The Silesian Swallows are better called Wing Pigeons.

# 09 is not a Pygmy, it's a Brunner Cropper - note that the legs are NOT slippered and they are straight, among other things.
#10 is a Blondinette (Oriental Frill) The Breed is Oriental Frill: the self colored birds are blondinettes, the shield marked, tail-marked ones are Satinettes.
#11 is a Blondinette The Breed is Oriental Frill: the self colored birds are blondinettes, the shield marked, tail-marked ones are Satinettes.
#12 is a Chinese Owl
#19 & 20 are Bokharas
#21 is 99.9% sure to be a Satinette (Oriental Frill)
#22 is a black Reversewing Cropper, not a Ghent.
#27 You're correct they are Old German Croppers
#39 and following are Muffed LFCL Tumblers
#42-43 English Trumpeters
#47 - I think Bill nailed this, looks to be a dominant opal Modena
#48 - very unusual color on the American Show Racer (i'm not even going to guess at the combination here)
#49 look to be Parlor Tumblers, but could be a few other things as well
#52 - Bill's correct, it's a yellow roller, but whether they're calling it a "flying" roller or a "show" roller is hard to determine here.
#55 Bill's correct, it is an Egyptian Swift
#57 African Owl
#76-77 Blondinette (Brown) The Breed is Oriental Frill: the self colored birds are blondinettes, the shield marked, tail-marked ones are Satinettes.
#78 is a Silesian Cropper and it's an Isabel (recessive red, pale, dominant opal) and gorgeous!
#88 - Fantail (There is NO such thing as an "American" fantail. There are Fantails; Indian Fantails, Syrian Fantails, but NO American. It doesn't exist.)


----------



## Garye (Feb 20, 2005)

Why do they feel the need to paint those birds? They're beautiful naturally.


----------



## MaryOfExeter (Sep 30, 2007)

The way I understand it, each person has their own pattern or colors they paint their birds, and it makes them easier to identify in the air.

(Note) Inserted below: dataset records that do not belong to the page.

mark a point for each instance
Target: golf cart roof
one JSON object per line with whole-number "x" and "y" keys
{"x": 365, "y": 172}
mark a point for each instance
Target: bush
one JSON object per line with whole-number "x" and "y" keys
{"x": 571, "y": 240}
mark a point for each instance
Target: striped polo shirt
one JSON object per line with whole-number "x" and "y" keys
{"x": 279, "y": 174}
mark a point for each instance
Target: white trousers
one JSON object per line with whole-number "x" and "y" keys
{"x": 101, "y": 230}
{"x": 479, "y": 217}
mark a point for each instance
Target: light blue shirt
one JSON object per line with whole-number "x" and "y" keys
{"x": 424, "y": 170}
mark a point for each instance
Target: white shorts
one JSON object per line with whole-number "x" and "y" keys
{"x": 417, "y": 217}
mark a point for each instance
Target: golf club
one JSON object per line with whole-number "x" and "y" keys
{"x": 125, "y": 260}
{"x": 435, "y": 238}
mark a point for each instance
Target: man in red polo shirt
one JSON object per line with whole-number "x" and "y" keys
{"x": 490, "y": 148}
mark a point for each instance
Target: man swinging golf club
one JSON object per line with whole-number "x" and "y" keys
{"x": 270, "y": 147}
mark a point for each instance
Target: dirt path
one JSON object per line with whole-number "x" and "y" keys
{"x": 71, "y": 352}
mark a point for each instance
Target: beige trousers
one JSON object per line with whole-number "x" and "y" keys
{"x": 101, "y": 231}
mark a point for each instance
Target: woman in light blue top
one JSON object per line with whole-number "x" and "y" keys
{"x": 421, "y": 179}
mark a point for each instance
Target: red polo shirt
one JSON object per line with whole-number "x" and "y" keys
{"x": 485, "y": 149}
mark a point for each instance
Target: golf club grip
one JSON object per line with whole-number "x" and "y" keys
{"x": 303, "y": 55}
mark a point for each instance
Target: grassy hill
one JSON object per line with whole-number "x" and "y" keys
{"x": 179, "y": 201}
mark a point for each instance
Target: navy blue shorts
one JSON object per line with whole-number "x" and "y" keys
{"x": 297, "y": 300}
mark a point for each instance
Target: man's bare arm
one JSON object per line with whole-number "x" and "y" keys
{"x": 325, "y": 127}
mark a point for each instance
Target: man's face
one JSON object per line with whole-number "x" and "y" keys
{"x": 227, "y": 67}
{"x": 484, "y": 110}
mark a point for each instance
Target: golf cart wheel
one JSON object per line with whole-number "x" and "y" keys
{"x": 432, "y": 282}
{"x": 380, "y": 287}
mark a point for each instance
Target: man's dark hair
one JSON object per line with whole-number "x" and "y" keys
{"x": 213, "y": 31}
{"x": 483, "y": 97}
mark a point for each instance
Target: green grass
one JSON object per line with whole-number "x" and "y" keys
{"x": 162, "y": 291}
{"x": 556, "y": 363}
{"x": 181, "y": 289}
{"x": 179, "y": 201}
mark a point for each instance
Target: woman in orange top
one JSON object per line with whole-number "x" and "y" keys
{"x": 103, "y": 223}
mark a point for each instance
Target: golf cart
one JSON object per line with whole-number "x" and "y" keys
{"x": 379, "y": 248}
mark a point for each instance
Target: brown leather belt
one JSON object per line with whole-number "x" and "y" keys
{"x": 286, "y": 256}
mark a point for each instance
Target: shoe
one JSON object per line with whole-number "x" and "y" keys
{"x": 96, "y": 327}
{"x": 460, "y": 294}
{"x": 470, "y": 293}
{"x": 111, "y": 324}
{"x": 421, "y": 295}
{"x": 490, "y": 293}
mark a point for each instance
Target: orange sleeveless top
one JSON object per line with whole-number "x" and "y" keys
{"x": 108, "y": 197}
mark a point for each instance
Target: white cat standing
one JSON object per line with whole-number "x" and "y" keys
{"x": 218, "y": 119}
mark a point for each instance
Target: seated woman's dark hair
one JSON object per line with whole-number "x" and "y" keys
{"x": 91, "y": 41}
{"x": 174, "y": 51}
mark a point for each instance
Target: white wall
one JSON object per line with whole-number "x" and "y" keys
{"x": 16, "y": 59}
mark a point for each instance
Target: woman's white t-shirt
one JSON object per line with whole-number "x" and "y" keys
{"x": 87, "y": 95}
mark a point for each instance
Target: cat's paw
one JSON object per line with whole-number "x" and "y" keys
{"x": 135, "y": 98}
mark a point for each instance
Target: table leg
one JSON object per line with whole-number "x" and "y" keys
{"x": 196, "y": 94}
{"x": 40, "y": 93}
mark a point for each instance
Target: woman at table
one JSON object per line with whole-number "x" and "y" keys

Terry, nope, never heard from Mr. Gardner again. 
But I do have the breeds folders up under my name in the Member Categories section of the Gallery. So now anyone who wants to can post pictures of different breeds there


----------



## TAWhatley (Mar 6, 2001)

Again, thank you everyone for the ID's on the birds .. just saw Frank's list! I have not had time to make the corrections, but I will get this done, and I'll then run the end result past the LAPC people just to be sure. Once we have it right, I'll start loading the photos into the album(s) that Becky has created. It may take us a good while to get there, but I'll bet we can come up with a pretty comprehensive gallery of pigeon breeds, colors, and feather patterns. 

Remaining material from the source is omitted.